Walnut Hills Elementary uses multi-age grouping in classrooms


By Kelli Ameling • Last Updated 2:13 pm on Thursday, September 29, 2011

Daily News/Kelli Ameling Jeanne Strohkirch had her first- and second-graders gather on the floor at Walnut Hills Elementary School on Monday while she gives examples of what different editing marks look like.

GREENVILLE – Walnut Hills Elementary School had to get creative to teach its students due to budget cuts.
Because of budge cuts, some teachers were laid off and the school had to look at how they were going to teach the same amount of children with fewer teachers.
New this year, the elementary school decided to use a technique called multi-age grouping within some of the classrooms.
“Most people think of a split classroom, but it’s different,” said Principal Susan Ayres.
Multi-age grouping within classrooms is where students are grouped so the age span of the class is more than one year or grade. Programs are planned that are developed appropriately for each student regardless of their age or grade level.
“In education, whether it’s a traditional first-grade classroom or a multi-age classroom, there are always many levels of learners,” said Teresa Nord, a first- and second-grade teacher.
Walnut Hills uses this technique in combining two different levels of grades into one classroom for subjects.
“It’s based on skill, it’s not set up like a split (classroom),” Ayres said.
A split classroom is designed to have two different grade levels working in the same class, but not on the same assignments. While one grade is being instructed on one subject, the other is doing something different.
“With a multi-age classroom, I am able to look at the students, not their age or grade, and group them and their learning according to their abilities,” Nord said.
If a first-grader is very strong in math, Nord said she does not have to spend time on teaching them first-grade skills he or she already knows. Nord can teach that student at a higher-level skill.

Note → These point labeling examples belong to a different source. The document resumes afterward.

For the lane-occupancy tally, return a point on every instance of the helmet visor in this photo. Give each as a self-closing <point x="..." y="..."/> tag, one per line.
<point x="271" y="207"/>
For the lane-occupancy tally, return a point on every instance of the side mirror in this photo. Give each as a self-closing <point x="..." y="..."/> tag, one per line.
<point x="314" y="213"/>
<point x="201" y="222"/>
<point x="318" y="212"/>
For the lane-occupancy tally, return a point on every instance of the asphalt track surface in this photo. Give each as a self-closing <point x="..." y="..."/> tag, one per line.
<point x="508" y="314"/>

“At the same time, I don’t have to push forward another student that is ready for the first-grade skills,” she said.
The multi-age grouping also is designed to have the older children mentor the younger children. They are role models that help the younger students, but the teachers do the teaching, Ayres said.
“I love the fact they are small groups working together,” Ayres said. “There is the ability to dive deeper into concepts.”

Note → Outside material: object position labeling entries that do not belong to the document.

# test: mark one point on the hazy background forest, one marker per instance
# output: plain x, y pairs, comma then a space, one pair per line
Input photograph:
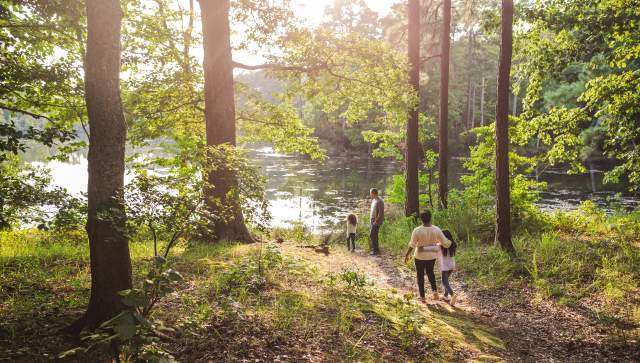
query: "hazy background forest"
175, 177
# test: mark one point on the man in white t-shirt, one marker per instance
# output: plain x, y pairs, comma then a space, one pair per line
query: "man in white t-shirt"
424, 240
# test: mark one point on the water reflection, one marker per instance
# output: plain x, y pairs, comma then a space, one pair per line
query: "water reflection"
321, 193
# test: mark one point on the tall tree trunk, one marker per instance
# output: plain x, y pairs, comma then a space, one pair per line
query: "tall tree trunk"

Nord said the older students love to help others and are aware of routines, procedures and expectations.
“When they are done with their work, they often go to another student on their own to see if they can help,” Nord said. “And the younger students that are being challenged academically, feel great success in working with older students and doing the same things.”

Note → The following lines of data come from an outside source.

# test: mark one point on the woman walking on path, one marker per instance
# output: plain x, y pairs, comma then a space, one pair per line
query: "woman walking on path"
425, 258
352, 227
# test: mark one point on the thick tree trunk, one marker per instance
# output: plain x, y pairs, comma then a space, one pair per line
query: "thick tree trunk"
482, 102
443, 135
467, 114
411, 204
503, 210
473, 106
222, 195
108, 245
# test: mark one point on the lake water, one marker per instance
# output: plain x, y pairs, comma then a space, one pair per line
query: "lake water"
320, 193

Currently, under the multi-age grouping, the fourth- and fifth-grade students are being taught social studies and science at the fifth-grade level. Next year, the new fourth- and fifth-grade students will be taught at the fourth-grade level.
“This is definitely a two-year commitment,” Ayres said because of the schedule.
The school is learning about the process as it goes, but Ayres said Walnut Hills did a lot of research on multi-age grouping in the classroom before trying it.
Ayres said the hardest part was communicating with parents about the change and how the new techniques were going to work.
“It wasn’t perfect timing, but it’s a good opportunity for the kids,” she said. “The teachers work so hard to make it the best opportunity for the kids.”
Although Walnut Hills has the multi-age grouping as an option, there are some full-grades set aside for those students or those parents who do not want their child to be in the multi-age classroom.
Walnut Hills Elementary is currently the only Greenville elementary school participating in the multi-age grouping within classrooms.